Chin made note that gross vehicular manslaughter while intoxicated is a lesser related crime to second-degree murder but, in light of different elements, not a lesser included crime, so that no double jeopardy concerns arise.

Liu’s Dissent

Justice Goodwin Liu dissented, arguing that the second jury should have been told of the conviction. He reasoned:

“Fairness to the parties means they should have been put, to the extent possible, in the same position at the retrial as at the first trial. Not telling the retrial jury of Hicks’s prior conviction may have led that jury to believe it faced an all-or-nothing choice that the first jury clearly did not face. This significantly altered the complexion of the case for Hicks from the first trial to the second trial. By contrast, it is not clear that telling the retrial jury of Hicks’s prior conviction would have resulted in such a significant change for the prosecution from the first trial to the second.”

The case is People v. Hicks, 2017 S.O.S. 6446.

Mosk’s Opinion

The majority opinion affirms the Dec. 23, 2015 decision by Div. Five of this district’s Court of Appeal. Justice Richard Mosk, now deceased, wrote the opinion.

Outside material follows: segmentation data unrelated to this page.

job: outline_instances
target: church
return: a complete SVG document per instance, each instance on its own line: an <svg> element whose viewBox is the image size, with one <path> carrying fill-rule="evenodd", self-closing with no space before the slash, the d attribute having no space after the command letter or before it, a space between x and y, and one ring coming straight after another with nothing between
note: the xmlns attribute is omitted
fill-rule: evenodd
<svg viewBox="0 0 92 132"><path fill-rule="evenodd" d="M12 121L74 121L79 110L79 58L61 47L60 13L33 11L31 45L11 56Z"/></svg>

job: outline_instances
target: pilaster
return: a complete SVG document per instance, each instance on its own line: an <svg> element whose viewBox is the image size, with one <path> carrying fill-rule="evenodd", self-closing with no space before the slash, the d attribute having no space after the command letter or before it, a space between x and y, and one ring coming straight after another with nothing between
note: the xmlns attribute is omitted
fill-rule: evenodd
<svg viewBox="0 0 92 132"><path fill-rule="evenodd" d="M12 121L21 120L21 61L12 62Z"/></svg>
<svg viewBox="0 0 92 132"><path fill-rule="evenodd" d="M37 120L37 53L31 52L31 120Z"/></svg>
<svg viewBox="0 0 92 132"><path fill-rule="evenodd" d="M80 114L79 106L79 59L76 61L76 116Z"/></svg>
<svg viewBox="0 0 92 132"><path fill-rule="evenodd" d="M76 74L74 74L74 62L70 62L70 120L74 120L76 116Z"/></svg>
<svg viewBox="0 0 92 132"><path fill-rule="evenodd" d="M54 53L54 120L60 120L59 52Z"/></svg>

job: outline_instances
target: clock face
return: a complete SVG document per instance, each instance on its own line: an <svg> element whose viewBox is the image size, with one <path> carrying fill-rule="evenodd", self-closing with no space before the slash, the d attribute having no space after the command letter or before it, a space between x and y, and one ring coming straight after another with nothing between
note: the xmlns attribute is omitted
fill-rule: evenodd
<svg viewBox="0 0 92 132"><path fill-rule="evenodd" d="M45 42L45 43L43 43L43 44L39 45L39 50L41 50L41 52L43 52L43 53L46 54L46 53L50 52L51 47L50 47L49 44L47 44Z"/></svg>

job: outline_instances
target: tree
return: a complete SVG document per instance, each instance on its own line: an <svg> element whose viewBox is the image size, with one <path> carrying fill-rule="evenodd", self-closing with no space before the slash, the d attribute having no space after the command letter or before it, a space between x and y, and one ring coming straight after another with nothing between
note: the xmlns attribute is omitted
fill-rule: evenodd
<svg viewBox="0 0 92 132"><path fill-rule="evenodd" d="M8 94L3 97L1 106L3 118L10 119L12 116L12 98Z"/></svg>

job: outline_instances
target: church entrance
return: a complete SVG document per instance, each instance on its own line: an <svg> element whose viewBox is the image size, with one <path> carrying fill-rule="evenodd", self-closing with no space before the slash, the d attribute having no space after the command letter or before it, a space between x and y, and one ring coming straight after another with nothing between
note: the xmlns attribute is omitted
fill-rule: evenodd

He took a different approach, saying:

“Instructing or otherwise advising the jury that defendant had previously been convicted of gross vehicular manslaughter reasonably could cause the jury to focus on irrelevant matters rather than focusing on the issue before it—whether the prosecutor proved that defendant had committed a second degree murder beyond a reasonable doubt. In many cases, advising the second jury that defendant had been convicted of a lesser related crime in the first trial regarding the same incident involved in the second trial could prejudice defendant; so advising the second jury may signal to it that defendant was culpable or that it should determine certain facts adverse to defendant. In addition, advising the jury as to a result in the first trial might induce the jury to speculate on its ramifications. The result of the first trial might influence the jury to assume that the jury for that trial could not come to a conclusion as to the murder charge, and draw an inference from that assumption.”